Thursday, April 8, 2010
Voila! Wedding Show, Woodmark Hotel, Yacht Club and Spa, Carillon Point, Kirkland, Washington, March 28, 2010
In one respect, it can be harder to compose a painting at these shows than at a wedding. That is, there’s no client and no prioritized group of people who need to be in the painting. In many trade shows, I end up painting from a booth in a long row of other vendors, and I struggle to find an important focal point to be main visual interest in the picture. Fortunately, this show was divided into several more or less intimate rooms. This one was called the Winter Room, and had a great central display that, pictorially, defines what we were doing there: selling to brides.
I rarely paint service people in commissioned pieces, and if I do, I limit it to one and keep it subdued. But this is a demo painting, and it seemed to me that service is what the business is all about. Having made that decision, I loved the ethnic variation of the workers; the face of an African, an Indonesian.
Painting the harpist was a joy. But had I known there was a string trio coming later, I would have scooted the harpist over to make room to paint them all in.
This American Heart Association fundraiser was held in the spacious Tacoma convention Center, where the theme of the lobby art recalls the city’s timber roots. What looks like a brown X in the left side of the picture is an installation of heavy beams, salvaged from pioneer era buildings that used to occupy the site.
When I began painting, the room was filled with daylight, its panorama extending from the skyline to Mount Rainier. As with the painting in Benaroya Hall last October, the great challenge was for me to anticipate what the room would look like after dark, yet capture as much of the architectural setting as possible before the guests arrived. This is literally a reversal of light and dark. In the afternoon, the atrium walls were dark lines across a bright sky; by evening they became silver bars across blackened reflections. It was necessary to draw the window frames to establish the perspective of the room, but as the light changed, they had to be redrawn with the opposite colors.
Then why don’t I just use a pencil? I draw directly with oil paint, because it can be wiped off and changed much easier than erasing pencil, and because anything that doesn’t need changing is already finished without additional coloring.
These live event paintings are constantly changing until the evening is over. I routinely wipe off figures and fixtures to replace them with new people who’ve entered the room. But if I followed the academic method of drawing first with pencil or charcoal, then applying a fixative and coloring afterward in oils, I would not be able to change the initial drawing as the party moves and morphs. Not only would I be unable to erase the fixed pencil lines, once the painting began I would not be able to go back and add more pencil lines. My direct technique allows me to decide at the last minute to add your flower girl, as she is suddenly chased through the scene by the ring barer, and then gone.
Friday, January 15, 2010
Any holiday party is worth a painting, I think, but this was a special one for this company. Their founder was retiring, and his associates commissioned a painting as a parting gift. The cozy ballroom at the Alexis was perfect for the family-like intimacy of these coworkers.
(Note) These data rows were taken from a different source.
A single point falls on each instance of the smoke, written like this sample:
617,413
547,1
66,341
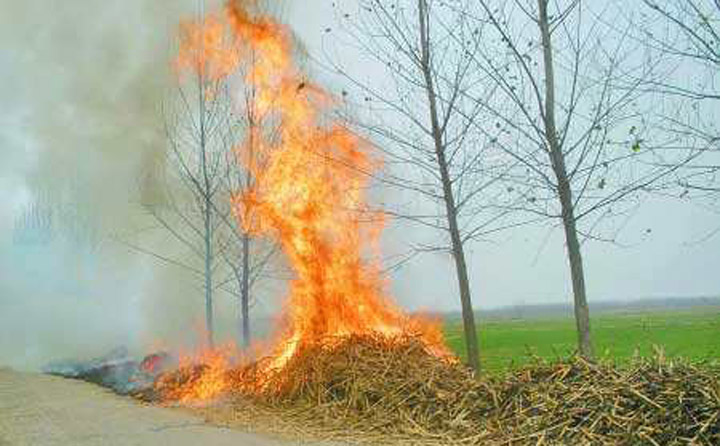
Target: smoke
83,87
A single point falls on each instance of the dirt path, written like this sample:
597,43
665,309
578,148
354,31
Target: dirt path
41,410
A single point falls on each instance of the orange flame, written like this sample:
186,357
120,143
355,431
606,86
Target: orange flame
309,194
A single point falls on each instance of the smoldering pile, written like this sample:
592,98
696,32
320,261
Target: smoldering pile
398,388
116,370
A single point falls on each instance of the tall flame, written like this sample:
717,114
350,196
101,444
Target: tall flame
309,193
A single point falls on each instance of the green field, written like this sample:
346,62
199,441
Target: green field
507,343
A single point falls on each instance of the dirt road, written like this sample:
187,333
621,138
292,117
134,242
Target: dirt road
41,410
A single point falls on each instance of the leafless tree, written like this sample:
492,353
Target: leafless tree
423,116
688,33
571,109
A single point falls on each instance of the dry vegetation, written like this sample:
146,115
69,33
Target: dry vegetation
367,389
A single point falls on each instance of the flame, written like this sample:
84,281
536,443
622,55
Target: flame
309,195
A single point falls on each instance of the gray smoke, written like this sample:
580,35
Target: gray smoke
83,88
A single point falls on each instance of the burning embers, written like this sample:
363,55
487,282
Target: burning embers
310,175
308,196
117,370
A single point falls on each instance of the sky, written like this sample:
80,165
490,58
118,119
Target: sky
83,88
527,266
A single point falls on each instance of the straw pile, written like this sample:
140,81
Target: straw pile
370,385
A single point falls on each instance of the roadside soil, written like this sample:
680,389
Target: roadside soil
43,410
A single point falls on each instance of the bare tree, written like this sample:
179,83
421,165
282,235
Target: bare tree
421,115
570,109
688,33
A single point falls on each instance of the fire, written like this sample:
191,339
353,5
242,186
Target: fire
309,195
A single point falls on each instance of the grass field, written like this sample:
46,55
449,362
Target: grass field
506,343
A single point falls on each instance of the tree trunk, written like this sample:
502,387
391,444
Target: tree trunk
564,191
207,216
471,341
245,295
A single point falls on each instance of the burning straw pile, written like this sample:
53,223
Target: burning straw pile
368,384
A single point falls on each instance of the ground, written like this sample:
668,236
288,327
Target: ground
41,410
505,342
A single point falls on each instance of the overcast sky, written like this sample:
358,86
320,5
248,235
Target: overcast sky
528,265
83,84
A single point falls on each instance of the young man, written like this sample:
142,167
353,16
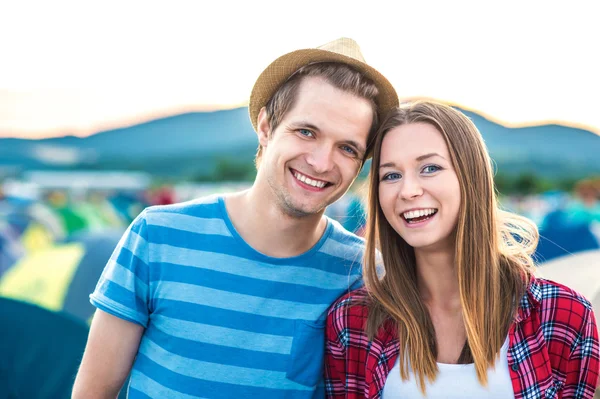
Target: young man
225,296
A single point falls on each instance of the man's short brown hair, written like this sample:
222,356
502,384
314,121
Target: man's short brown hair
341,76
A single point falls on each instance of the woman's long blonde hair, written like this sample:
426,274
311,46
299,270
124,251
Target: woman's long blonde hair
492,253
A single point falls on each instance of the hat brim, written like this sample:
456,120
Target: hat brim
283,67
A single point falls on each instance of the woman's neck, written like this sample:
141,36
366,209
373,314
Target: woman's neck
437,279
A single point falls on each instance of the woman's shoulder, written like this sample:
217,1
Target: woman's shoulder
561,309
552,294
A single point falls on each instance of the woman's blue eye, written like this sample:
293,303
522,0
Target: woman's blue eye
349,150
305,132
431,168
392,176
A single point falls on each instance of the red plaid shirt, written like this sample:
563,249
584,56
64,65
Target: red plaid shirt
553,347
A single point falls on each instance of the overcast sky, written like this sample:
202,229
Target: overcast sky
76,67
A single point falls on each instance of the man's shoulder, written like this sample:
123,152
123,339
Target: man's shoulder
341,237
191,207
350,310
201,215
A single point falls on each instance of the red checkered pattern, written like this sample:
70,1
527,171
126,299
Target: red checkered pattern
553,347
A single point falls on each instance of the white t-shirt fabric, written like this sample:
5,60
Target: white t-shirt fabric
454,381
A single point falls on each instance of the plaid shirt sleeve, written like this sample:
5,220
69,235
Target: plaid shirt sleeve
346,349
583,364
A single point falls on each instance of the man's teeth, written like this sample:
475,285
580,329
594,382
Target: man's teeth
310,182
418,213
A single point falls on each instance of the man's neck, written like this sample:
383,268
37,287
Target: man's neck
268,230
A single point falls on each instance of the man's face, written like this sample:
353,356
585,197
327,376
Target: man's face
315,153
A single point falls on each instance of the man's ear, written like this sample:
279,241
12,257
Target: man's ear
263,128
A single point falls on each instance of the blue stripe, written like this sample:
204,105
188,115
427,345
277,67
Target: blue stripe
245,285
140,381
186,224
200,207
127,279
123,295
307,276
223,336
133,393
126,255
209,389
215,372
116,309
327,259
225,318
238,302
218,353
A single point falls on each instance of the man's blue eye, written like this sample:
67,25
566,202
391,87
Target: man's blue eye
348,149
431,168
392,176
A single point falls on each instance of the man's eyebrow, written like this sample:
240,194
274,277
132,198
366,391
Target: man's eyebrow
387,165
303,125
308,125
359,147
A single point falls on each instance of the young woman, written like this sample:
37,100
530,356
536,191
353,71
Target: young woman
454,310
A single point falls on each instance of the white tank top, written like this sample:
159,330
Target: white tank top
454,381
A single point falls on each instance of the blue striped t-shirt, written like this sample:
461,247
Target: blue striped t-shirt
223,320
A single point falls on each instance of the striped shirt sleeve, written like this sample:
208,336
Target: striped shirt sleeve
123,288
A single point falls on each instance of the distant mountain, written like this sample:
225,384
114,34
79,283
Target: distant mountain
193,144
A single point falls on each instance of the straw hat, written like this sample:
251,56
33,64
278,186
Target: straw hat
342,50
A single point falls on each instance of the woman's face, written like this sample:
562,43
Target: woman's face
419,191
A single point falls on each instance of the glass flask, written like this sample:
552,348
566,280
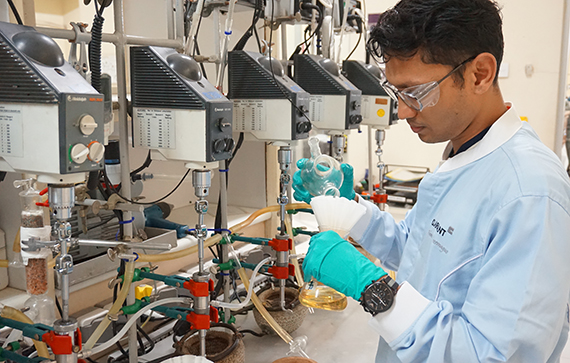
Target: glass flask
321,174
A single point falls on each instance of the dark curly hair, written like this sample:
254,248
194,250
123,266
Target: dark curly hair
442,31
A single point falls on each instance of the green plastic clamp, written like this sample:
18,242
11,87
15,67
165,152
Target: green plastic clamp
132,309
226,240
14,346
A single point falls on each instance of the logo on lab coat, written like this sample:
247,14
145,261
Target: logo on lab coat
438,228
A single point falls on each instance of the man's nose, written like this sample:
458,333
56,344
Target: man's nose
405,111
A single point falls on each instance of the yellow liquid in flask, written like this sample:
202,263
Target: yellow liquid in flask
316,295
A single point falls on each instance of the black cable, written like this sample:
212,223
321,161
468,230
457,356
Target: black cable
252,30
141,349
162,359
15,12
95,48
310,6
148,339
248,331
356,46
271,66
197,48
146,203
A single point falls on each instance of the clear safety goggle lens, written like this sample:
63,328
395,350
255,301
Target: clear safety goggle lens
421,96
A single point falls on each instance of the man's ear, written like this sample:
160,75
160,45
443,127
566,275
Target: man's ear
482,72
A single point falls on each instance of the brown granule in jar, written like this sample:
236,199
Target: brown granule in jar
36,276
33,221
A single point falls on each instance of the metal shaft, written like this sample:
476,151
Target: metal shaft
380,136
225,249
201,181
338,143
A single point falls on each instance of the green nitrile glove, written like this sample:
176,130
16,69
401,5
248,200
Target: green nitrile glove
346,189
336,263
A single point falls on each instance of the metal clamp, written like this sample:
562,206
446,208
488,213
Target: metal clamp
82,37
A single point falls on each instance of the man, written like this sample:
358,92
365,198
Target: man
483,258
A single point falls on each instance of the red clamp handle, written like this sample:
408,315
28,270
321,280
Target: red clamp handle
214,316
379,198
199,321
282,273
281,245
197,289
59,344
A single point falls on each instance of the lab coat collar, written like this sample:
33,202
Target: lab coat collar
501,131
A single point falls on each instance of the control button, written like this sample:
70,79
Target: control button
223,124
304,127
355,119
230,143
96,151
219,146
87,124
302,110
78,153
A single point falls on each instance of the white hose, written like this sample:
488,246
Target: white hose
130,322
240,305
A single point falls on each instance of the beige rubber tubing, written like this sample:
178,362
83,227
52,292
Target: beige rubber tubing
15,314
217,238
129,273
259,305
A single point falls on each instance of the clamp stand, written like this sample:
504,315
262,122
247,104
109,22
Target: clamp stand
380,197
282,262
62,200
202,181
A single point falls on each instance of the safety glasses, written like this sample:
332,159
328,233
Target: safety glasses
420,96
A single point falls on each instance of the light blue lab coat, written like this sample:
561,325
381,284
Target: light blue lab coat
488,246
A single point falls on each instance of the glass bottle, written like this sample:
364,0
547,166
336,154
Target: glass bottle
321,174
41,305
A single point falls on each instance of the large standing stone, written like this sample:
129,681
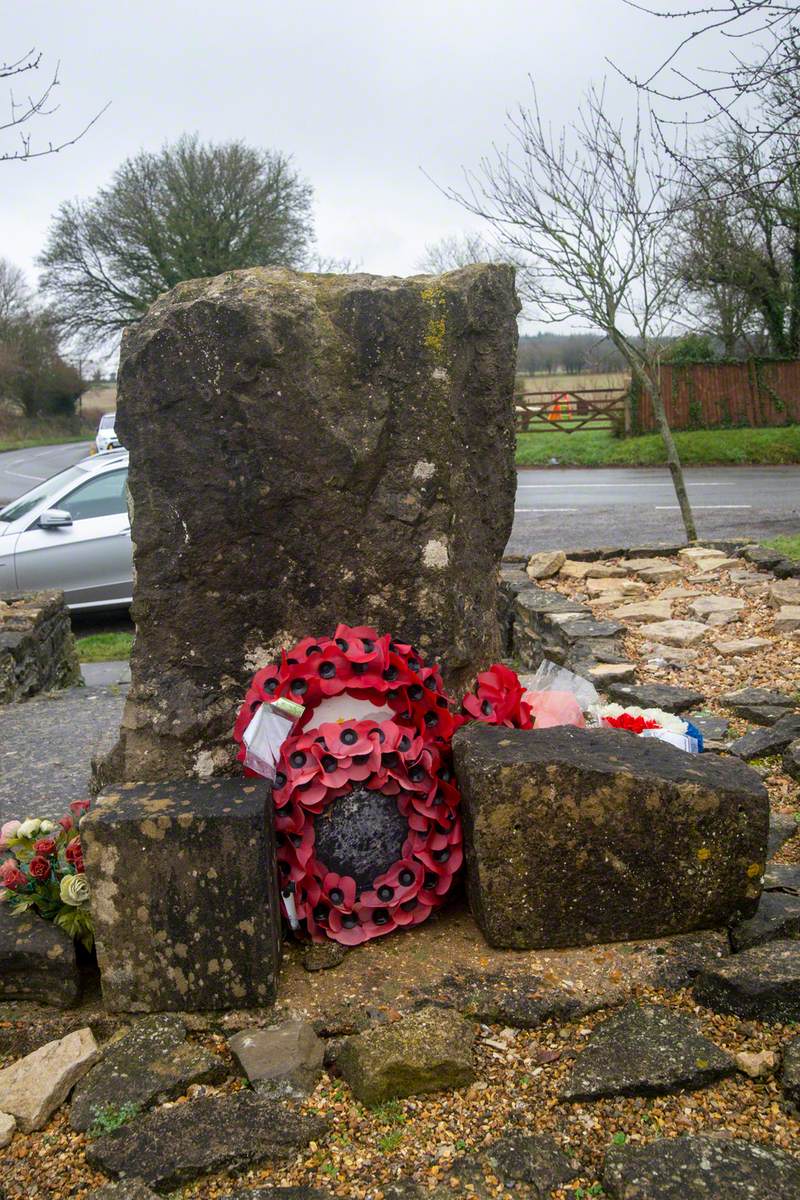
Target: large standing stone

And it was a short walk from my studio!
I always love a party, even if it’s in an orthodontist’s office in a suburban strip mall. Jesse and Travis, the talented duo at True Colors Events, handily conjured a night club atmosphere in a space already funkier than your average doctor’s office. With catering by SAM Taste, this was definitely the way to do a marketing fete for referring dentists. The hosts were as colorful in person as they look in paint, illustrating the international diversity of the Eastside: Chinese, East Indian, Israeli. As a caricaturist, portraitist or event painter, my first and last interest in art is the people in the picture.